In Jastram v. Kruse, A-98-07 (N.J. December 23, 2008), the court determined that the jury’s award of $500,000 in compensatory damages for the plaintiff, who sustained a soft tissue lower back injury in an automobile accident, was not excessive, and the Appellate Division exceeded its authority when it ordered the award to be remitted or, in the alternative, a new trial on damages.  

The plaintiff was a 17 year-old girl who was traveling in an automobile that was struck by another vehicle that was traveling at less than 30 miles per hour. At the scene of the accident, she told the police that she was not injured or in pain, and did not seek medical treatment until two weeks later. X-rays and an MRI of her spine revealed no structural damage to her spinal discs.  

At the conclusion of the trial, the jury found that the defendant was 100% negligent, that his negligence proximately caused the plaintiff’s injuries, and that the plaintiff was entitled to an award of $500,000 in damages, mostly for pain and suffering. After filing a motion for a new trial, which the trial judge denied, the defendant appealed, and the Appellate Division reversed, finding that the jury’s damage award was clearly and shockingly excessive. The Appellate Division, finding that “thousands of garden-variety lumbar strains and sprains . . . pass through our courts every year, most of which settle for sums well under $50,000,” remitted the damage award to $50,000, plus prejudgment interest, and gave the plaintiff the option of a new trial on damages.  

After granting the plaintiff’s petition for certification, the Supreme Court noted that the authority of the judiciary to set aside damage awards on grounds of excessiveness is limited, and that “the evaluation of damages is a matter uniquely reposed in the jury’s good judgment, and to justify judicial interference, the verdict must be ‘wide of the mark’ and pervaded by a sense of ‘wrongness.’” The Court determined that when a jury’s assessment of damages, even if high, has reasonable support in the record, its “evaluation should be regarded as final.”  

Addressing the authority of the Appellate Division to review rulings on motions for a new trial based on perceived excessiveness of the jury’s damages award, the Court noted that, “under Rule 2:10-1, an appellate court only can reverse a trial judge’s decision to deny a motion for a new trial where ‘it clearly appears that there was a miscarriage of justice under the law.’” To satisfy the requirements of Rule 2:10-1, an appellate court must employ a “standard of review substantially similar to that used at the trial level, except that the appellate court must afford ‘due deference’ to the trial court’s ‘feel of the case,’ with regard to the assessment of intangibles, such as witness credibility.” The Court noted as follows:  

The ‘feel of the case’ is not just an empty shibboleth – it is the trial judge who sees and hears the witness and the attorneys, and who has a first-hand opportunity to assess their believability and their effect on the jury.

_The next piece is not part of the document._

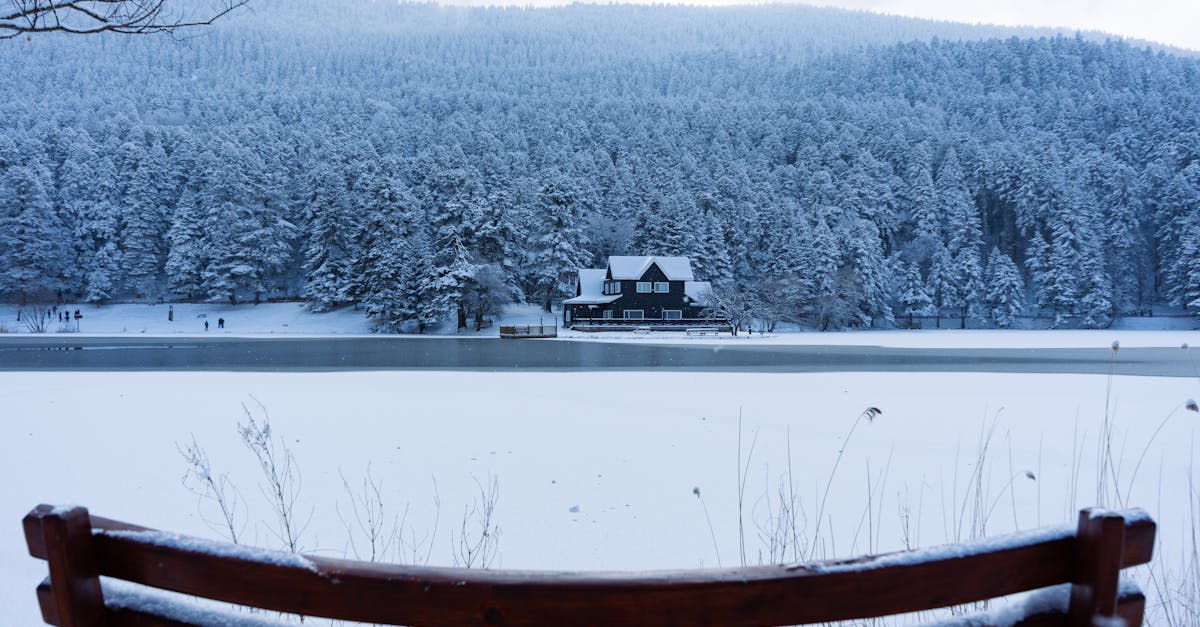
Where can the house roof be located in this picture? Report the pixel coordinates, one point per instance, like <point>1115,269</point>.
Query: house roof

It is the judge who sees the jurors wince, weep, snicker, avert their eyes, or shake their heads in disbelief. Those personal observations of all of the players is ‘the feel of the case’ to which an appellate court defers.  

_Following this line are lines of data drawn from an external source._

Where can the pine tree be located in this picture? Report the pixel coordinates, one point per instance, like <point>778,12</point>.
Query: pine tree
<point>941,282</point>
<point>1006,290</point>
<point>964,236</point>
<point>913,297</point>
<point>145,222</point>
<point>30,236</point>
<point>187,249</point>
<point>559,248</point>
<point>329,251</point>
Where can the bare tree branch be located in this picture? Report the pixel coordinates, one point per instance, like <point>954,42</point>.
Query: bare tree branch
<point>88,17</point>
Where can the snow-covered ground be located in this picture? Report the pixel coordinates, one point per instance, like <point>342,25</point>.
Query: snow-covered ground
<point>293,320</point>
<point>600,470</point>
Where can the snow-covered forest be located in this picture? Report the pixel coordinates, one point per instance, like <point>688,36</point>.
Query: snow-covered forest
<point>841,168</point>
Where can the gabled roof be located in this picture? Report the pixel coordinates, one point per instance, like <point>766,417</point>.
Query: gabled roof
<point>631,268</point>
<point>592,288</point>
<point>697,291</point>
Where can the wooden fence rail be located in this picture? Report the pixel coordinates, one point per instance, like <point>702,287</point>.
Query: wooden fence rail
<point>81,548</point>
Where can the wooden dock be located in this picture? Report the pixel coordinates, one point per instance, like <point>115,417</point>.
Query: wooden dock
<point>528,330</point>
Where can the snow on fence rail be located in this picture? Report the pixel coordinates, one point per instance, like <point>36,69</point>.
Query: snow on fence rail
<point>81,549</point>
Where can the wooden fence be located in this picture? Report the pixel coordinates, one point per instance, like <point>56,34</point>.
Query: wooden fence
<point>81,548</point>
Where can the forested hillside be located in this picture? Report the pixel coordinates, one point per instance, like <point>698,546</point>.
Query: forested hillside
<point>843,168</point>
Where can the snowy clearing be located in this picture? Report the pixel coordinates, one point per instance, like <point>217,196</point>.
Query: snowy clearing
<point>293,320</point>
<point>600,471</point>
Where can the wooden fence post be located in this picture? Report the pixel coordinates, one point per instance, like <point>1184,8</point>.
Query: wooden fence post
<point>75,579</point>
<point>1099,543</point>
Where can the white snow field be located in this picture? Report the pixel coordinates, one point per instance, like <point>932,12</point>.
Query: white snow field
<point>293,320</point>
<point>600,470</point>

The Court ultimately determined that the Appellate Division did not exercise proper deference to the trial court’s judgment, and that it engaged in an independent evaluation of the evidence, in effect sitting as a thirteenth juror. Further, the Appellate Division, while ostensibly acknowledging that it was required to view the evidence in a light most favorable to the plaintiff, in fact viewed the plaintiff’s evidence in a negative light, comparing the best aspects of the plaintiff’s case to the worst aspects of comparison cases. The Court was particularly critical of the Appellate Division’s reference to the “thousands of garden-variety lumbar strains and sprains that pass through our courts every year” that settle for under $50,000. According to the Court, this comment was improper, as the Appellate Division must give a “factual analysis of how the award is different or similar to others to which it is compared.”  

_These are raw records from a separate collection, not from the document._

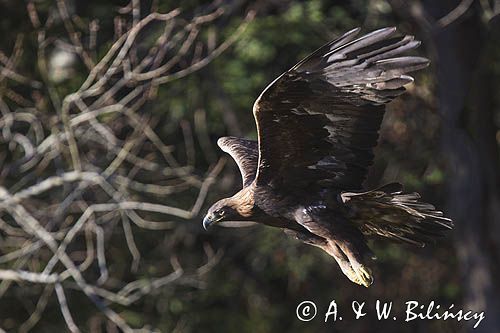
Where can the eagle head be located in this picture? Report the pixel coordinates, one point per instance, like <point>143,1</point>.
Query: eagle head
<point>237,208</point>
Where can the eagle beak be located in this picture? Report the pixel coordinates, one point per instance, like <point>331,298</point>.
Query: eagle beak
<point>208,221</point>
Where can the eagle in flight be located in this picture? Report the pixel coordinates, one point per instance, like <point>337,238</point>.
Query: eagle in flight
<point>317,124</point>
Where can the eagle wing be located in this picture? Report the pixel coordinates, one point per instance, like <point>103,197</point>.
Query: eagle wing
<point>245,153</point>
<point>318,122</point>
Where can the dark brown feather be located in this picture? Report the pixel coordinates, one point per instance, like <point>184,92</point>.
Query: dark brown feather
<point>319,121</point>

Ultimately, the Court concluded that “[i]f there was evidence from which a rational jury could have reached the verdict, it should be upheld.” This ruling is significant for litigants and appellate practitioners in New Jersey because it limits the scope of appellate review of lower court rulings regarding the jury’s assessment of damages. Defendants should consider the limitations of the Appellate Division’s ability to provide relief from lower court rulings regarding the jury’s assessment of damages when deciding whether to settle a case and whether to file an appeal.